La gouvernance des biens communs comme levier politique
Paru dans le 2° numéro de la Revue européenne du droit « Gouverner la mondialisation », 22 mars 2021
Toute la Terre avait une même langue et des paroles semblables. 2. Or, en émigrant de l’Orient, les hommes avaient trouvé une vallée dans le pays de Sennaar, et s’y étaient arrêtés. 3. Ils se dirent l’un à l’autre : Allons, préparons des briques et cuisons-les au feu. Et la brique leur tint lieu de pierre, et le bitume de mortier. 4. Ils dirent : Allons, bâtissons-nous une ville, et une tour dont le sommet atteigne le ciel ; faisons-nous un établissement durable pour ne pas nous disperser sur toute la face de la terre. 5. Le Seigneur descendit sur la terre, pour voir la ville et la tour que bâtissaient les fils de l’homme ; 6. Et il dit : Voici un peuple uni, tous ayant une même langue. C’est ainsi qu’ils ont pu commencer leur entreprise, et dès lors tout ceux qu’ils ont projeté leur réussissait également. 7. Allons paraissons ! et, ici-même, confondons leur langage, de sorte que l’un n’entende pas le langage de l’autre. 8. Le Seigneur les dispersa donc de ce lieu sur toute la face de la terre, les hommes ayant renoncé à bâtir la ville. 9. C’est pourquoi on la nomma Babel, parce que là le Seigneur confondit le langage de tous les hommes ; et de là l’Éternel les dispersa sur toute la face de la terre.
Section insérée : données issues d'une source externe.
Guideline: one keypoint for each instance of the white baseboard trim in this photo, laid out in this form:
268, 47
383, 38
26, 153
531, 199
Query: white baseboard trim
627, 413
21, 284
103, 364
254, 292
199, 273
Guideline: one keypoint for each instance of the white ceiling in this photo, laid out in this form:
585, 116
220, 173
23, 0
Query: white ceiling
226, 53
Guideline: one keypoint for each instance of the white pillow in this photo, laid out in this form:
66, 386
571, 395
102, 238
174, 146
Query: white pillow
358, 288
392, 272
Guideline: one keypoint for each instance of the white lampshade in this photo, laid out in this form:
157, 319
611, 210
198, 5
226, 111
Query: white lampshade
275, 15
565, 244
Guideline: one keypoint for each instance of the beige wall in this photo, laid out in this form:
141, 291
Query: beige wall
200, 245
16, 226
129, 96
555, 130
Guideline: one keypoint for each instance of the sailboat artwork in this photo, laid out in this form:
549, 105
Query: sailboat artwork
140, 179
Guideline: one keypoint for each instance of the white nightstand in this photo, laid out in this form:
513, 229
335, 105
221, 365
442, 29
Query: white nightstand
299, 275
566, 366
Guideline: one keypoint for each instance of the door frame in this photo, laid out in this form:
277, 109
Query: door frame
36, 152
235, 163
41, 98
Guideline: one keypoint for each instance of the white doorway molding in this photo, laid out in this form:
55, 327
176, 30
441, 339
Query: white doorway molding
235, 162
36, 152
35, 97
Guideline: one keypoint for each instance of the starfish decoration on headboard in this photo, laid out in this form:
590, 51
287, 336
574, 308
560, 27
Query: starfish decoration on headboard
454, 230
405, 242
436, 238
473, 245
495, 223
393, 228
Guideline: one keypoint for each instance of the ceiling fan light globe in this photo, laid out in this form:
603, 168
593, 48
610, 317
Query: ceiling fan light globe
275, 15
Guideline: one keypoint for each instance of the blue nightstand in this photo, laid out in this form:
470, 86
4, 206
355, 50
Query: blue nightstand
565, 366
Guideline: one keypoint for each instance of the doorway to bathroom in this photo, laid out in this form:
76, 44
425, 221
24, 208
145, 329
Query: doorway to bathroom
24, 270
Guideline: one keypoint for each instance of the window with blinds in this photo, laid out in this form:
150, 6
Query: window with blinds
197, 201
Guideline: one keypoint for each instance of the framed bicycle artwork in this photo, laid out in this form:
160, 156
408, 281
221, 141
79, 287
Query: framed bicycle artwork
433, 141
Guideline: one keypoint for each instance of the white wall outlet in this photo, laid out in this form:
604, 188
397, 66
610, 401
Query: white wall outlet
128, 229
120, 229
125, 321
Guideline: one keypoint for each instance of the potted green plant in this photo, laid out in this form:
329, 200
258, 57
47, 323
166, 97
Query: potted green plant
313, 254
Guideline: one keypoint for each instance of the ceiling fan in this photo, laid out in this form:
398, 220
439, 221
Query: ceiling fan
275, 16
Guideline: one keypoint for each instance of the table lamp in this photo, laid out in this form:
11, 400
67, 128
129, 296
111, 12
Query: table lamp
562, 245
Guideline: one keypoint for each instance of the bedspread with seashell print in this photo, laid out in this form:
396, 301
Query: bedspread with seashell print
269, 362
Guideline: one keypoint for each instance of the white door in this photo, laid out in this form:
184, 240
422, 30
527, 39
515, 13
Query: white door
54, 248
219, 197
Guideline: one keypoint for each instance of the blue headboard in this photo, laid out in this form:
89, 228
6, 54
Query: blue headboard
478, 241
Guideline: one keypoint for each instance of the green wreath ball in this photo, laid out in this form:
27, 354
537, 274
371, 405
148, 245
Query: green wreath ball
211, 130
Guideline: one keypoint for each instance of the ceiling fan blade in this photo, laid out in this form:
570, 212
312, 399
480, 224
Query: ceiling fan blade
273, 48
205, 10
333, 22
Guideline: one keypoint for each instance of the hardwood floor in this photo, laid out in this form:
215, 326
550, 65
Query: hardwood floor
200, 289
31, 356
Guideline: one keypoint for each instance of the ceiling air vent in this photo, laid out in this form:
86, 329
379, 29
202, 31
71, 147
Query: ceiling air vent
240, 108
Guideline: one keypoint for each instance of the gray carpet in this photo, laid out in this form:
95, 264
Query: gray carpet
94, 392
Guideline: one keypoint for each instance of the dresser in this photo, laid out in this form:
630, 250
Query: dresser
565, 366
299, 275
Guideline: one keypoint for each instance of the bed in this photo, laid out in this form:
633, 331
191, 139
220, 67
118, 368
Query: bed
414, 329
Versets 1 à 9, chapitre XI, Genèse, Bible hébraïque
La genèse décrit une humanité qui aurait réalisée, en somme, le but utopique de la mondialisation avec une gouvernance mondiale. Dans ce récit, naturellement symbolique, on voit que l’humanité pré-Babel constituait en quelque sorte une unité politique. Une unité politique bien organisée, bien structurée, où des personnes prenaient des décisions et étaient capables de les exécuter. Tout le monde se comprenait, par conséquent il y avait une culture commune. Pourquoi Dieu intervient-il pour confondre les hommes, confondre l’humanité et faire en sorte qu’ils ne se comprennent plus ? C’est parce que cette construction de la tour de Babel qui monte jusqu’au ciel et qui pénètre dans le ciel, signifie que les hommes se prennent pour Dieu : la dispersion des hommes sur la Terre est la conséquence du péché originel, du péché d’orgueil qui fait que l’homme se prend pour plus qu’il n’est et l’humanité se prend pour plus qu’elle n’est, l’homme en somme prétendant réaliser par lui-même le Paradis terrestre.
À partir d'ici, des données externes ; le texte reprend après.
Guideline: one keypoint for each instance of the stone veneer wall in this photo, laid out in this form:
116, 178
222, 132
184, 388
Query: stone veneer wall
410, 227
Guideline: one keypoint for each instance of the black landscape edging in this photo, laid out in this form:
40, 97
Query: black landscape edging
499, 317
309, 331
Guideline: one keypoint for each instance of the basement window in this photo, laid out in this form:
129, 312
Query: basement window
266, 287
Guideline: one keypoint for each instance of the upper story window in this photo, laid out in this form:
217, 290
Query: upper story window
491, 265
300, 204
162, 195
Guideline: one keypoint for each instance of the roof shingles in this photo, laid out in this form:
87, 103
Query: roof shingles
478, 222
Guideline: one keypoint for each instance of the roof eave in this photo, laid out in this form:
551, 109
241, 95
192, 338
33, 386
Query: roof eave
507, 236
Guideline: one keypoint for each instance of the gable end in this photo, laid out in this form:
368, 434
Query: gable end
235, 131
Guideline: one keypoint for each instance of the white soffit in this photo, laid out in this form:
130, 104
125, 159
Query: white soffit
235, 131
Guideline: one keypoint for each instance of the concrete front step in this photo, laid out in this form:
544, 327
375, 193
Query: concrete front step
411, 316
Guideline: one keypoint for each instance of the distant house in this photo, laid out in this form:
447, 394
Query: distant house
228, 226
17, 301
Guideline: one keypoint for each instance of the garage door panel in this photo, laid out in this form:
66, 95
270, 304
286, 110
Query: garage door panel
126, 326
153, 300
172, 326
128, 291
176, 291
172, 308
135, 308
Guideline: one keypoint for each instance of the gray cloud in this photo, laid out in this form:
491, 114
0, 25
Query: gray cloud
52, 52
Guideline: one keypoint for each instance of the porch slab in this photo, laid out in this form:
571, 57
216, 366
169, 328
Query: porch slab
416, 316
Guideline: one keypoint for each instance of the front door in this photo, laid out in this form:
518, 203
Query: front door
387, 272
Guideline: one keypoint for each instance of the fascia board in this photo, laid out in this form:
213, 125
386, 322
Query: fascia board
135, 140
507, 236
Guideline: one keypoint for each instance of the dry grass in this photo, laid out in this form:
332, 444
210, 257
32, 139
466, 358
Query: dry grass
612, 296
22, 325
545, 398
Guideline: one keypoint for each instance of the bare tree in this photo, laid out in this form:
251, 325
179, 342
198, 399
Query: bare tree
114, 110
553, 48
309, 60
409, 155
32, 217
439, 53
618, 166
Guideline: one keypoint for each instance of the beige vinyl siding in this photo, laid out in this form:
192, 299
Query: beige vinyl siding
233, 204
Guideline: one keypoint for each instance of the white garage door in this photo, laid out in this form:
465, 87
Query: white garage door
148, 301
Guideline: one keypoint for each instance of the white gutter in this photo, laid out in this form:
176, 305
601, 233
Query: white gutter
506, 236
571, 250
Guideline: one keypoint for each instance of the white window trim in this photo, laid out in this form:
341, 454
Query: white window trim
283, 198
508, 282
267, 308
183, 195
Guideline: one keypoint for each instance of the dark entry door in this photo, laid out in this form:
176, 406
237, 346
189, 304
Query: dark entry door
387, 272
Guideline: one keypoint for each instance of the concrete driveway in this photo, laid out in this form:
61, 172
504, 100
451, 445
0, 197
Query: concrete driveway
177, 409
Cette dispersion consécutive à la destruction de la tour de Babel peut être interprétée en termes géopolitiques contemporains : tous ces peuples dispersés, parlent des langues différentes, développent des cultures différentes et ne se comprennent pas. Ils en viennent à développer des idéologies différentes qui les conduisent à se battre, à s’affronter dans la guerre. Dans le monde de la tour de Babel, il n’y avait pas de problèmes géopolitiques. La géopolitique, c’est l’idéologie relative aux territoires et aux nations qui les occupent, c’est une situation qui naît de l’incompréhension des hommes en l’absence d’une unité politique commune propre à assurer une gouvernance mondiale légitime aux yeux de l’humanité dans son ensemble.
Définir la mondialisation
La mondialisation réelle résulte d’un phénomène d’imbrication croissante, où la dispersion des peuples et des cultures a fait place à un nouveau mélange, sans pour autant qu’ils se comprennent. Ce mélange s’est considérablement accéléré depuis une soixantaine d’années avec une interdépendance de plus en plus grande. Pour saisir ce phénomène, il faut d’abord en donner une définition : la mondialisation peut être définie comme la tendance pour toutes les unités actives à raisonner stratégiquement à l’échelle planétaire.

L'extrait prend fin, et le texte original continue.